Penyelidikan akan berlangsung selama 18 bulan. Diselidiki seberapa jauh hukum Inggris sedang “disepelehkan” oleh hadirnya hukum-hukum syariat saat ini di negara itu.
Menurut May, penyelidikan hanya akan melihat bagaimana ide syariat sedang “disalahgunakan atau dimanfaatkan” dengan melakukan pemeriksaan yang lebih luas mengapa perempuan selalu didiskriminasikan dalam hukum syariat.
Sebelumnya May juga menggagas pembentukan satuan tugas (satgas) dengan menyasar ulama dan imam masjid sebagai target operasi.
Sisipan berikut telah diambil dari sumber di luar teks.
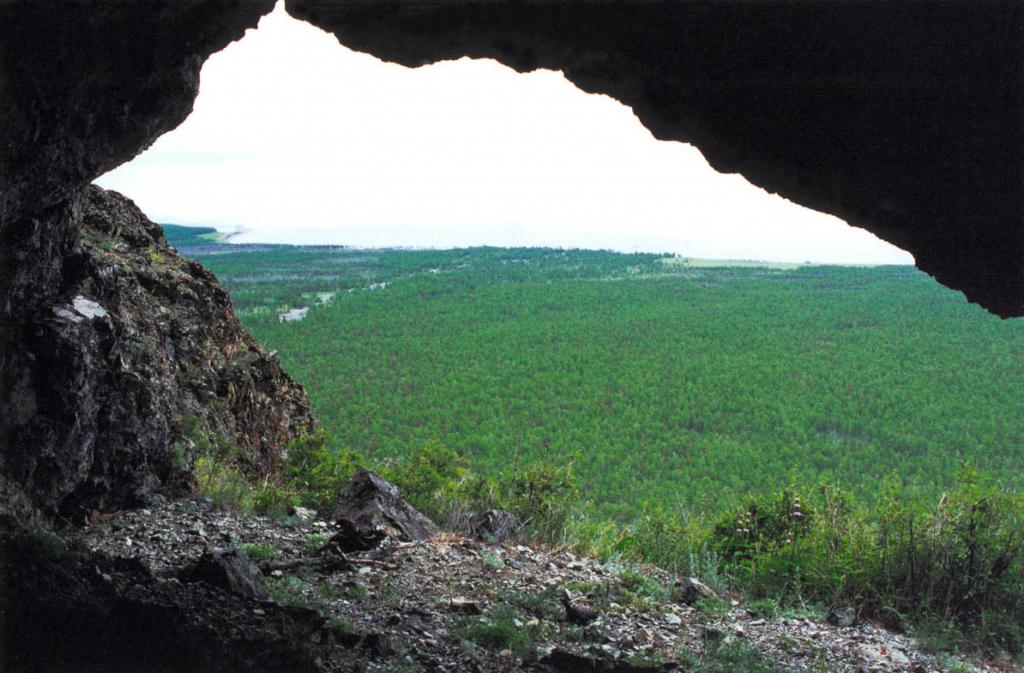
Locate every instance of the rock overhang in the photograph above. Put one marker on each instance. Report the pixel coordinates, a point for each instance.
(903, 118)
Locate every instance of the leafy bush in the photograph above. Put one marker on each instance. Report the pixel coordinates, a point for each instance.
(430, 478)
(224, 485)
(501, 628)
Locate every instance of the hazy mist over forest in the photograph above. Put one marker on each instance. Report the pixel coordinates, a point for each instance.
(349, 150)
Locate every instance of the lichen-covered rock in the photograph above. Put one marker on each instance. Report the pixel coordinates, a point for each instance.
(134, 363)
(690, 590)
(371, 501)
(62, 612)
(229, 570)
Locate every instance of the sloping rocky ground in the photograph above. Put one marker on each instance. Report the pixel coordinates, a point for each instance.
(455, 603)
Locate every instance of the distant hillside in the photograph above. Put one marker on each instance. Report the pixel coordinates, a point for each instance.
(672, 382)
(185, 237)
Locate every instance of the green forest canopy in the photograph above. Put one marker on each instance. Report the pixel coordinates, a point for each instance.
(666, 380)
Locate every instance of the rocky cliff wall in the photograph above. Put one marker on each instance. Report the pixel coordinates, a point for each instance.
(903, 117)
(132, 359)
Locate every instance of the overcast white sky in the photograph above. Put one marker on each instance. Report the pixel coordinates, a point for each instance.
(298, 139)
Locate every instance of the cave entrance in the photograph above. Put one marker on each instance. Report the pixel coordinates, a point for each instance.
(295, 138)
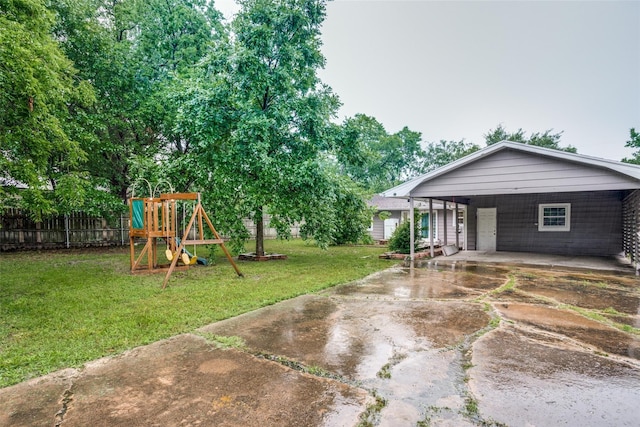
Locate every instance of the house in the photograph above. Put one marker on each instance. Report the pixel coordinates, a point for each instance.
(525, 198)
(391, 212)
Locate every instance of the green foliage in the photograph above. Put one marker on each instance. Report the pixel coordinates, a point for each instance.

Satgas ini merupakan jawaban atas perkembangan ekstremisme dan kekerasan di Inggris.
Perdana Menteri Inggris, David Cameron mengatakan pembentukan satgas ini bertujuan mencegah masyarakat yang beresiko terpengaruh ekstremisme.
Satgas ini akan melibatkan menteri senior, kepala polisi London dan dinas keamanan dalam negeri (M15).
“Ini perlu untuk menghadapi para pemimpin agama yang mempromosikan kekerasan,” kata dia seperti dikutip Onislam.net, Senin (27/5/2016).
Ide satgas ini muncul ketika May melaporkan, ribuan Muslim yang beresiko terlibat radikalisasi.